Nope, the hash X is already used for a block X, so block X' using the same hash X would get "soft" rejected by the network.

I'm not understanding what you are saying.  Can you point out the code in Bitcoin Core that explains what you are saying?



As a new example (saying what I think is the same thing as shorena in a different way)...


Lets say we are at block height 441370 with a hash of 0000...08ac (as of the writing of this post, we actually are)


Now lets say a few minutes later a mining pool solves a block.  The new block at block height 441371 has:
Code:
Block Hash:   0000...075c
Previous Block:  0000...08ac (referring to block height 441370)


Now, lets say 15 minutes later a mining pool solves a block.  The new block at block height 441372 has:
Code:
Block Hash:   0000...075c
Previous Block:  0000...75c (referring to block height 441371)

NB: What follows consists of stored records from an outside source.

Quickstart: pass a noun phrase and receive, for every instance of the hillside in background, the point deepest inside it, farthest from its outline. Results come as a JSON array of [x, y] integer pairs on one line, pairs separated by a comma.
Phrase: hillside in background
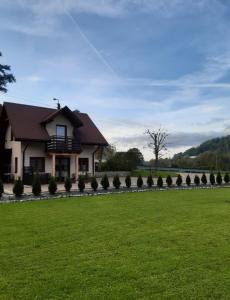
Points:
[[217, 145]]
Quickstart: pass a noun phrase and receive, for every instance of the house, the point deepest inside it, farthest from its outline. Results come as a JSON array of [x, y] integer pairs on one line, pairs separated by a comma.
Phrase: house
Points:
[[52, 142]]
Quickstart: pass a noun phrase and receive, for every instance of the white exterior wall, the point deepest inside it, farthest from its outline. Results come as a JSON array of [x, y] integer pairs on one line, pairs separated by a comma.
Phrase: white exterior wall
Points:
[[87, 152], [16, 152], [37, 150]]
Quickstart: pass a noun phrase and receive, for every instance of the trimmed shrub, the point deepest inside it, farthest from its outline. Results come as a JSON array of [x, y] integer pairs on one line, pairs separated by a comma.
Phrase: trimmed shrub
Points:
[[219, 178], [68, 184], [52, 186], [128, 181], [81, 183], [94, 183], [36, 186], [212, 179], [160, 181], [204, 179], [179, 180], [139, 182], [18, 188], [150, 181], [188, 180], [105, 182], [116, 182], [197, 180], [169, 181], [1, 188], [226, 178]]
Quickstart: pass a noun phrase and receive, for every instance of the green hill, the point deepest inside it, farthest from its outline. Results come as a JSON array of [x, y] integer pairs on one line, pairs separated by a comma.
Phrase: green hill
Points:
[[220, 145]]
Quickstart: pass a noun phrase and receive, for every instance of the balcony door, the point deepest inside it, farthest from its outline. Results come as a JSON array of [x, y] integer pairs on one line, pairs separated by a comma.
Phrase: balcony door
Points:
[[62, 168]]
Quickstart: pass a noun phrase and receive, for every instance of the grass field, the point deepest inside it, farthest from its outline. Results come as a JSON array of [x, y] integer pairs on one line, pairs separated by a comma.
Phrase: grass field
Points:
[[153, 245]]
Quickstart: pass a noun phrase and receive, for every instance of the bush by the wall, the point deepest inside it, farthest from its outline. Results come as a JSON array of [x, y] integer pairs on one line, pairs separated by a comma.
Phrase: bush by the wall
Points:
[[36, 186], [52, 186], [18, 188], [1, 188], [160, 181], [212, 179], [94, 183], [219, 178], [188, 180], [169, 181], [197, 180], [81, 183], [139, 182], [128, 181], [204, 179], [226, 178], [179, 180], [68, 184], [105, 182], [150, 181], [116, 182]]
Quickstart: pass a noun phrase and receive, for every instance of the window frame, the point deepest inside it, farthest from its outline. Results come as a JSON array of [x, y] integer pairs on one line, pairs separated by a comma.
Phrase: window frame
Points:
[[37, 170], [86, 159]]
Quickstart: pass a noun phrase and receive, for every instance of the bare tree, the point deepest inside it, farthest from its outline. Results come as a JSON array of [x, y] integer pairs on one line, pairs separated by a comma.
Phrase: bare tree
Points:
[[157, 143]]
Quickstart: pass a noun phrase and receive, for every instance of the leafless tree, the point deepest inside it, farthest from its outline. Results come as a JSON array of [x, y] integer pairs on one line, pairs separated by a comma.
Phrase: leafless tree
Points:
[[158, 143]]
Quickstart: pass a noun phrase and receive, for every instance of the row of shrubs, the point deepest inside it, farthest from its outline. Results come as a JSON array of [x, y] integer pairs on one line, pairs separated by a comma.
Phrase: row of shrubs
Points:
[[18, 188]]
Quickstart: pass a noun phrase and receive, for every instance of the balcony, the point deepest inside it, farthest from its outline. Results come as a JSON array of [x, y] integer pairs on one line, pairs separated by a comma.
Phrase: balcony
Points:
[[60, 144]]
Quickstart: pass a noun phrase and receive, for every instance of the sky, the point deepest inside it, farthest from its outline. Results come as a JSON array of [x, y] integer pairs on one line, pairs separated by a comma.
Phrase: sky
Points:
[[131, 65]]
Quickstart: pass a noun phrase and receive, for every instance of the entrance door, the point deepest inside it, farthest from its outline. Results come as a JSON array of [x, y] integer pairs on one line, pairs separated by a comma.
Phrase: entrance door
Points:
[[62, 168]]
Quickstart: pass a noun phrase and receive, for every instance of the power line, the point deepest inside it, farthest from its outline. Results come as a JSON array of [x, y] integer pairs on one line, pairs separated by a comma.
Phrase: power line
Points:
[[93, 48]]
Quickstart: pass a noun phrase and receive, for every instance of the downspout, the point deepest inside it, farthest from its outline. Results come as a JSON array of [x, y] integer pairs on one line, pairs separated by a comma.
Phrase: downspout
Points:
[[23, 161], [93, 158]]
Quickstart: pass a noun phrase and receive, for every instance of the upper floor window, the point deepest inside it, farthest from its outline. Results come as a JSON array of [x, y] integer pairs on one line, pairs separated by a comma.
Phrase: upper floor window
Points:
[[61, 130]]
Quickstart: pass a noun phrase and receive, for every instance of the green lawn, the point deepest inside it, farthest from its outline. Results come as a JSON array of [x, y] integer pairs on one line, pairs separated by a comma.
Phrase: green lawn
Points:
[[153, 245], [145, 173]]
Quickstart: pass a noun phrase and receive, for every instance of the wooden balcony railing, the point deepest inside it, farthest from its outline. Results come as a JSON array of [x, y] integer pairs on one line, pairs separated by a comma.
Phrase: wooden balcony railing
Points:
[[60, 144]]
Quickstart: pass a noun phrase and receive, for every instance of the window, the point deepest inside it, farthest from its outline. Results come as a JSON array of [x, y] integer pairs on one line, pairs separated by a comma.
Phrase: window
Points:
[[83, 164], [37, 164], [15, 165], [61, 130]]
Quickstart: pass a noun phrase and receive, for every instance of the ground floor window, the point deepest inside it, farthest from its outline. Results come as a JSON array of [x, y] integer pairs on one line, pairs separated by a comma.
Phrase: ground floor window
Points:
[[37, 164], [83, 164]]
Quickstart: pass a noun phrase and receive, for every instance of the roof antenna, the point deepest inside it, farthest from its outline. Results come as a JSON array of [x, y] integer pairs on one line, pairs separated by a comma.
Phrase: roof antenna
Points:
[[58, 103]]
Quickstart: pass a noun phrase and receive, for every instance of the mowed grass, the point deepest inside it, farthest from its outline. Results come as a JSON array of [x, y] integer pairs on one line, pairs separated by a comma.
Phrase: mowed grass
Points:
[[152, 245]]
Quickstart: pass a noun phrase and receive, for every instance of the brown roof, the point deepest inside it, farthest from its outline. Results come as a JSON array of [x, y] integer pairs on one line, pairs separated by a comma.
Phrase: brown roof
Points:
[[89, 133], [28, 123]]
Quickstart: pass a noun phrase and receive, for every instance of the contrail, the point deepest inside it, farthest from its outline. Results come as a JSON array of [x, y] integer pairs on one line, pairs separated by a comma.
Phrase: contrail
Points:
[[93, 48]]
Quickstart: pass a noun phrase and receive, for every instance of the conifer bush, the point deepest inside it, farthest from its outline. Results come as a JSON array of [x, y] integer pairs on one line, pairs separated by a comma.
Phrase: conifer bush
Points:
[[52, 186], [128, 181], [94, 183], [197, 180], [1, 188], [36, 186], [68, 184], [188, 180], [212, 179], [81, 183], [204, 179], [179, 180], [226, 178], [18, 188], [150, 181], [105, 182], [139, 182], [169, 181], [116, 182], [160, 182], [219, 178]]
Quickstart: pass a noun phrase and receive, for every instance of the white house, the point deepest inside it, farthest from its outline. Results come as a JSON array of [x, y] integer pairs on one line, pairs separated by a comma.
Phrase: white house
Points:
[[57, 142]]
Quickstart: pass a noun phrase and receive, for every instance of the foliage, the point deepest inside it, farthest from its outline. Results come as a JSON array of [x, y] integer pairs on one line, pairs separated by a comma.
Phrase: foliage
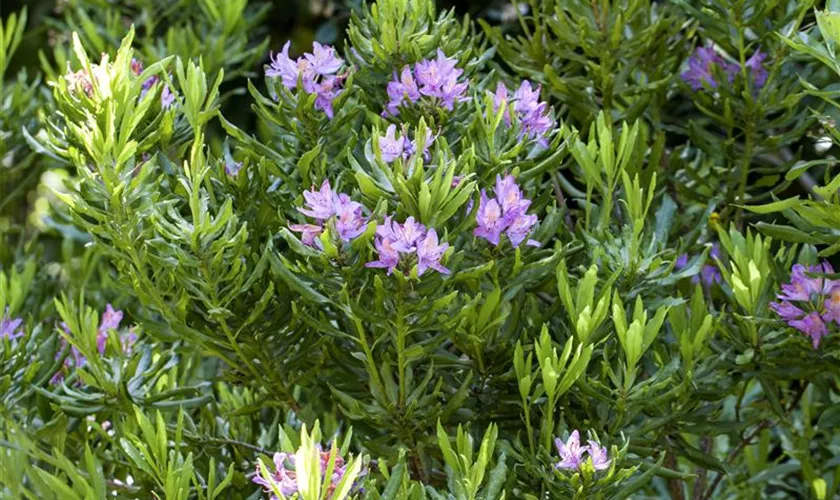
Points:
[[562, 258]]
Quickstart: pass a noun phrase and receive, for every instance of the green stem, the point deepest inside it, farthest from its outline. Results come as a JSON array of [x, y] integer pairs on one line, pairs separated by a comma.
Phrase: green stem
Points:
[[401, 337]]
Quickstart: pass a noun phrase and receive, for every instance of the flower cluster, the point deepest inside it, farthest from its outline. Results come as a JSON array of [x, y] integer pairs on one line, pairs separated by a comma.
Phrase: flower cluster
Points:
[[10, 328], [110, 320], [531, 113], [167, 97], [392, 146], [316, 71], [408, 242], [284, 476], [232, 168], [808, 303], [437, 79], [702, 62], [710, 273], [571, 453], [505, 214], [325, 205]]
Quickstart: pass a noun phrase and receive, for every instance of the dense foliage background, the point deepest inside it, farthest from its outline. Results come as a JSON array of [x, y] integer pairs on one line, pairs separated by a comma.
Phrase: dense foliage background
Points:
[[557, 249]]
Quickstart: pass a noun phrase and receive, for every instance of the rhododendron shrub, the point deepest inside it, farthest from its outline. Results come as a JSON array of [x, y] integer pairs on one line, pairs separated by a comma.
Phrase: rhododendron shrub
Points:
[[586, 254]]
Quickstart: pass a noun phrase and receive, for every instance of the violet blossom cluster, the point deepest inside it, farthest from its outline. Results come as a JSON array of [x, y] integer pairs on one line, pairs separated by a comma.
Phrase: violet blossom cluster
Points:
[[572, 453], [710, 273], [392, 146], [525, 106], [434, 78], [10, 328], [111, 319], [325, 205], [702, 62], [810, 303], [284, 476], [408, 242], [316, 71], [167, 97], [506, 213]]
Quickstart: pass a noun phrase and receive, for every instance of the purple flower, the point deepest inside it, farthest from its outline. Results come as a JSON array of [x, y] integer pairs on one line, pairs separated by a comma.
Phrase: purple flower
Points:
[[327, 91], [811, 325], [310, 235], [709, 275], [598, 454], [283, 67], [136, 66], [701, 66], [754, 64], [434, 78], [787, 311], [390, 146], [232, 168], [284, 479], [410, 240], [434, 75], [324, 204], [571, 453], [323, 59], [510, 196], [429, 254], [388, 257], [316, 71], [489, 219], [519, 229], [832, 306], [808, 303], [167, 97], [349, 222], [505, 213], [110, 321], [401, 89], [284, 475], [321, 203], [532, 114], [408, 235], [10, 327]]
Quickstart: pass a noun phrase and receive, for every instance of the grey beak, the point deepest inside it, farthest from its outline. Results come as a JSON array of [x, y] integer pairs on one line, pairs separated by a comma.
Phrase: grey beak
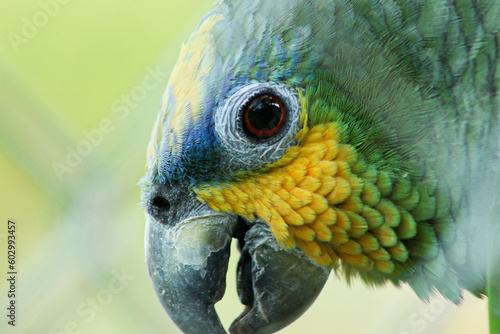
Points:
[[187, 253]]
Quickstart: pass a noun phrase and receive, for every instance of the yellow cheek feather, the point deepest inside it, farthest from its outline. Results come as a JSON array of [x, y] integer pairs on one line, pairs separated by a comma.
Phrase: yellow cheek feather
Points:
[[323, 197]]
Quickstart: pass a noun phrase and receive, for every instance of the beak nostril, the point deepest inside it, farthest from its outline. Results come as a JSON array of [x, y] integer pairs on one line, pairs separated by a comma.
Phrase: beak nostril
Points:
[[161, 204]]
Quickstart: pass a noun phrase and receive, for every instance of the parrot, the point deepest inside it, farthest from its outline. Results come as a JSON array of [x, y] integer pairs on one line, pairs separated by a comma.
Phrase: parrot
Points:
[[358, 137]]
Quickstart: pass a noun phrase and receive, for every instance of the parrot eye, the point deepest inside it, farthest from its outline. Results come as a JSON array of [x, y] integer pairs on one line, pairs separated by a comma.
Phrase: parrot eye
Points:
[[256, 124], [264, 116]]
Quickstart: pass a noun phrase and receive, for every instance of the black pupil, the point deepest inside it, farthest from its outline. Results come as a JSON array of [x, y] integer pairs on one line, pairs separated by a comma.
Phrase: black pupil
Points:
[[264, 114]]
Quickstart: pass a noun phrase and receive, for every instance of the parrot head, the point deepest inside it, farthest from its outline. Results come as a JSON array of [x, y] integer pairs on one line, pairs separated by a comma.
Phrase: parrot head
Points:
[[287, 127]]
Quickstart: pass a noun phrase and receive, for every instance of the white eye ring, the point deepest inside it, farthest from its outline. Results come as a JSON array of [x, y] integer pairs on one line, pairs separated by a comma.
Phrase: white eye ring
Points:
[[246, 152]]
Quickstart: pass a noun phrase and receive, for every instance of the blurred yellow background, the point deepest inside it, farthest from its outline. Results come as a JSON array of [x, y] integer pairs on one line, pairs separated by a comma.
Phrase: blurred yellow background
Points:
[[80, 86]]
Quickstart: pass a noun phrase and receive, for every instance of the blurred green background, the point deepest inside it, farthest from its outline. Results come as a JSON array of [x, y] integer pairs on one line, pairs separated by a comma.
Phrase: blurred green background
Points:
[[87, 76]]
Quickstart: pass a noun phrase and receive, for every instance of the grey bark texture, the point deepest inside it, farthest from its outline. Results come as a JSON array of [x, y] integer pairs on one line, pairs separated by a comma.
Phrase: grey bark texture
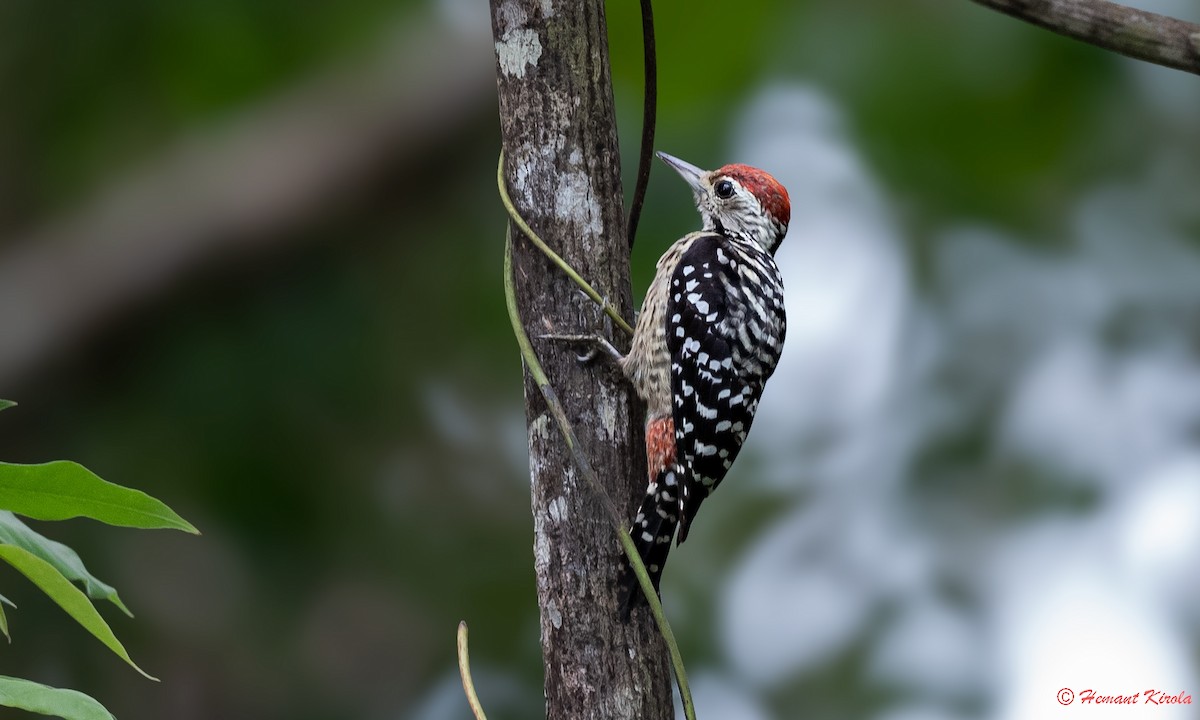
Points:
[[563, 169], [1134, 33]]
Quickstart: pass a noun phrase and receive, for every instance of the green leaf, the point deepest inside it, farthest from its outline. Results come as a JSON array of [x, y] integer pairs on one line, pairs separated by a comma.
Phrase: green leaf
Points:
[[63, 558], [35, 697], [61, 490], [69, 598]]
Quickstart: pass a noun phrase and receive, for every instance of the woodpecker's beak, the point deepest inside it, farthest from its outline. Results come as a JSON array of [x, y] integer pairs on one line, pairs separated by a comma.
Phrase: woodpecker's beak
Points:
[[690, 173]]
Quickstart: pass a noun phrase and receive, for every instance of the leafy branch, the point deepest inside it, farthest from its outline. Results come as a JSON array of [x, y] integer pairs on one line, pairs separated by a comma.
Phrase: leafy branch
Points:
[[59, 491]]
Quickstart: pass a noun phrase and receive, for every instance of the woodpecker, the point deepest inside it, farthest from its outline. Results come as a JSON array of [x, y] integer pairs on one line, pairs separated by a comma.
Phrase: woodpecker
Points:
[[709, 334]]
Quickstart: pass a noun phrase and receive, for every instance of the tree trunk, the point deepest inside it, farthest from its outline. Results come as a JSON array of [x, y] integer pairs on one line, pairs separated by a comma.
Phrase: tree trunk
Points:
[[563, 171]]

Is there something in Bitcoin Core that prevents the block at height 441372 (with a Previous Block Hash that is identical to it's own Block hash) from being added to the blockchain?


If not, then when a miner creates the next block having:
Code:
Block Hash:   0000...08ac
Previous Block:  0000...075c

Then how will any Bitcoin Core node know if this new block is at height 441373 (Previous Block: 0000...075c refers to block height 441372) or a fork competing with the other block at height 441372 (Previous Block: 0000...075c refers to block height 441371)?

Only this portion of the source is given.